Regular Expression Engines

A regular expression is a string containing a combination of normal characters and special metacharacters or metasequences. The normal characters match themselves. Metacharacters and metasequences are characters or sequences of characters that represent ideas such as quantity, locations, or types of characters.

Pattern matching consists of finding asection of text that is described (matched) by a regular expression. The underlying code that searches the text is the regular expression engine. You can predict the results of most matches by keeping two rules in mind:
1. The earliest (leftmost) match wins
Regular expressions are applied to the input starting at the first character and proceeding toward the last. As soon as the regular expression engine finds a match, it returns.
2. Standard quantifiers are greedy
Quantifiers specify how many times something can be repeated. The standard quantifiers attempt to match as many times as possible. They settle for less than the maximum only if this is necessary for the success of the match. The process of giving up characters and trying less-greedy matches is called backtracking.

Regular expression engines have differences based on their type. There are two classes of engines: Deterministic Finite Automaton (DFA) and Nondeterministic Finite Automaton (NFA). DFAs are faster, but lack many of the features of an NFA, such as capturing, lookaround, and nongreedy quantifiers. In the NFA world, there are two types: traditional and POSIX.

DFA engines
DFAs compare each character of the input string to the regular expression, keeping track of all matches in progress. Since each character is examined at most once, the DFA engine is the fastest. One additional rule to remember with DFAs is that the alternation metasequence is greedy. When more than one option in an
alternation (foo|foobar) matches, the longest one is selected. So, rule No. 1 can be amended to read "the longest leftmost match wins".

Traditional NFA engines
Traditional NFA engines compare each element of the regex to the input string, keeping track of positions where it chose between two options in the regex.
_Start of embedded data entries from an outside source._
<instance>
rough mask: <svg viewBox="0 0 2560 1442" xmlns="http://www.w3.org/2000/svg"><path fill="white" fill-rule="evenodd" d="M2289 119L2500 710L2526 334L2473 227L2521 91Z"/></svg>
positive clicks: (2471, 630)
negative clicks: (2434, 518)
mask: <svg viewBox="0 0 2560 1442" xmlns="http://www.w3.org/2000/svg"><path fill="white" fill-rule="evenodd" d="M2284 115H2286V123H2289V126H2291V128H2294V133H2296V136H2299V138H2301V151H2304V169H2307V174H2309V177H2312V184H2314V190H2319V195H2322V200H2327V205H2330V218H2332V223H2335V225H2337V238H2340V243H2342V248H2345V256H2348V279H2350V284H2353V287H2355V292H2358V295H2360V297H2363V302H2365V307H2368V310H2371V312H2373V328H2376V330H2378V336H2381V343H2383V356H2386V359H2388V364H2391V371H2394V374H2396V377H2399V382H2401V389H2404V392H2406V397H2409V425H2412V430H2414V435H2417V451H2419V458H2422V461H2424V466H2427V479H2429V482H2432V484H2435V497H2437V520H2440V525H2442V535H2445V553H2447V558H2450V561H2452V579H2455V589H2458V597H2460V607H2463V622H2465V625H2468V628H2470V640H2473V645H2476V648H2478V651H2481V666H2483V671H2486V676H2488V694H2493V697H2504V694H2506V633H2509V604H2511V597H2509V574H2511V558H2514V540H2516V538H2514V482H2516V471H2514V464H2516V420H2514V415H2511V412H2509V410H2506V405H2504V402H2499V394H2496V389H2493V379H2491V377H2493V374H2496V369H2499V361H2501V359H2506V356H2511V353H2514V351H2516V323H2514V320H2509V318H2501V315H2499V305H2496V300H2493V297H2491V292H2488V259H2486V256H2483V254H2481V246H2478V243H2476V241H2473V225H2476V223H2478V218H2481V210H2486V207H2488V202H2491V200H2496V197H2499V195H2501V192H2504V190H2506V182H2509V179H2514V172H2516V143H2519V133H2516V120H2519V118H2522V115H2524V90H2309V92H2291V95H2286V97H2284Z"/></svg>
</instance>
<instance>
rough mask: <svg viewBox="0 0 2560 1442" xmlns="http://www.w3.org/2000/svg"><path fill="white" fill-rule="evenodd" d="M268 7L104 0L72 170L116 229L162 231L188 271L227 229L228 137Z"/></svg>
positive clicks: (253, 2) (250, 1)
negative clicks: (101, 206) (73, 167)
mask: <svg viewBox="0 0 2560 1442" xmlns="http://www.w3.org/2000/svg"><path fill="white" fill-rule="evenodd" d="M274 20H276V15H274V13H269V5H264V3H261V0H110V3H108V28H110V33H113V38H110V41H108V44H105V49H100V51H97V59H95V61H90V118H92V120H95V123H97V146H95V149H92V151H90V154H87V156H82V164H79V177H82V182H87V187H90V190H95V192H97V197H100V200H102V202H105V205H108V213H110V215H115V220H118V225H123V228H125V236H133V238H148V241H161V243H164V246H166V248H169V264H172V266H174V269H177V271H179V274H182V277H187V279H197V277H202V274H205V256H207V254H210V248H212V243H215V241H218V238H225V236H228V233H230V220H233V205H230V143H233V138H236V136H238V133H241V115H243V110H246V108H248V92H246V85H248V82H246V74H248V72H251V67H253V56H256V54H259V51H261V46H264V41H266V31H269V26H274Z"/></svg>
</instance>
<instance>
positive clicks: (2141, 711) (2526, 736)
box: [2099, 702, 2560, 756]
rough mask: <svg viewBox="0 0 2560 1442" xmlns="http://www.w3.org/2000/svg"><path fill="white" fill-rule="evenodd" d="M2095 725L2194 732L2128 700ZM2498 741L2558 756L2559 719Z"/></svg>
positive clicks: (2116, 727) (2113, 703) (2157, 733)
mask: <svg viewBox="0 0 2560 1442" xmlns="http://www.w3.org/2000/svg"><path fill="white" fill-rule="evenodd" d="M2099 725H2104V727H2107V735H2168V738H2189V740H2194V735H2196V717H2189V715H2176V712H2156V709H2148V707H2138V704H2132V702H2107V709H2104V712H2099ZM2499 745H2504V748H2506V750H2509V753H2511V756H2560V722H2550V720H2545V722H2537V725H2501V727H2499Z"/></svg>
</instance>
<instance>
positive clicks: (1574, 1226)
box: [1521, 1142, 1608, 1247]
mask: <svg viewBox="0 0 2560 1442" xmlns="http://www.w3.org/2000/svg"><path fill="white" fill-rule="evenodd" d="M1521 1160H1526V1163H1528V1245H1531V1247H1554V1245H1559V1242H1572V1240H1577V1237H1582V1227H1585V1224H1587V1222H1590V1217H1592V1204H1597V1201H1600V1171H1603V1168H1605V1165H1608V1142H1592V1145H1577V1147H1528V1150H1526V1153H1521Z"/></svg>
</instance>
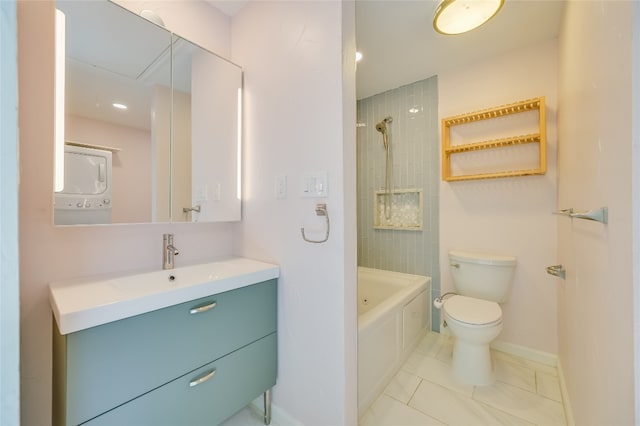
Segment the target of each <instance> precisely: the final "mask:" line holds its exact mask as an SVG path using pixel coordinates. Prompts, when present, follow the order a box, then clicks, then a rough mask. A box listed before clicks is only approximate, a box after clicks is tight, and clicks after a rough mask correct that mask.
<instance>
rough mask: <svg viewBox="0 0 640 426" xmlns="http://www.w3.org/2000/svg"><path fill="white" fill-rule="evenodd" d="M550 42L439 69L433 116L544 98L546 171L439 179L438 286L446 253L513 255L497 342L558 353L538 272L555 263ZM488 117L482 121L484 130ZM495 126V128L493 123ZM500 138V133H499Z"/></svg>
mask: <svg viewBox="0 0 640 426" xmlns="http://www.w3.org/2000/svg"><path fill="white" fill-rule="evenodd" d="M556 74H557V46H556V42H555V41H549V42H545V43H542V44H539V45H535V46H531V47H529V48H523V49H518V50H517V51H513V52H511V53H509V54H506V55H503V56H499V57H493V58H489V59H487V60H484V61H481V62H477V63H475V64H472V65H470V66H466V67H464V69H458V70H455V71H449V72H445V73H441V74H440V75H439V76H438V91H439V95H438V99H439V101H438V102H439V105H438V114H439V116H440V118H444V117H449V116H452V115H458V114H463V113H466V112H472V111H476V110H479V109H485V108H490V107H493V106H498V105H504V104H509V103H512V102H516V101H520V100H524V99H530V98H535V97H539V96H545V97H546V105H547V173H546V174H545V175H542V176H527V177H516V178H502V179H486V180H470V181H460V182H445V181H441V184H440V268H441V271H442V279H441V291H442V293H443V294H444V293H445V292H447V291H451V289H452V282H451V274H450V272H449V262H448V258H447V252H448V251H449V250H452V249H481V250H488V251H493V252H498V253H505V254H511V255H515V256H516V257H517V258H518V265H517V267H516V273H515V278H514V282H513V289H512V293H511V298H510V300H509V301H508V302H507V303H505V304H503V305H502V311H503V318H504V328H503V331H502V333H501V335H500V336H499V337H498V341H499V342H503V343H508V344H510V345H517V346H520V347H525V348H528V349H533V350H537V351H542V352H546V353H548V354H556V353H557V321H556V288H557V286H558V284H559V283H558V281H557V279H555V278H554V277H551V276H550V275H547V274H546V273H545V267H546V266H548V265H554V264H556V263H557V257H556V217H555V216H553V215H552V214H551V212H552V211H554V210H556V209H557V208H558V205H557V201H556V194H557V192H556V191H557V190H556V150H557V145H558V138H557V135H556V118H557V113H558V108H557V83H556ZM490 126H491V123H490V122H488V124H487V127H488V128H489V129H490ZM494 130H495V128H494ZM503 137H504V136H503Z"/></svg>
If an
option fails, the engine backtracks to the most recently saved position. For standard quantifiers, the engine chooses the greedy option of matching more text; however, if that option leads to the failure of the match, the engine returns to a saved position and tries a less greedy path. The traditional NFA engine uses ordered alternation, where each option in the alternation is tried sequentially. A longer match may be ignored if an earlier option leads to a successful match. So, here rule #1 can be amended to read "the first leftmost match after greedy quantifiers have had their fill wins".

POSIX NFA engines
POSIX NFA Engines work similarly to Traditional NFAs with one exception: a POSIX engine always picks the longest of the leftmost matches. For example, the alternation cat|category would match the full word "category" whenever possible, even if the first alternative ("cat") matched and appeared earlier in the alternation.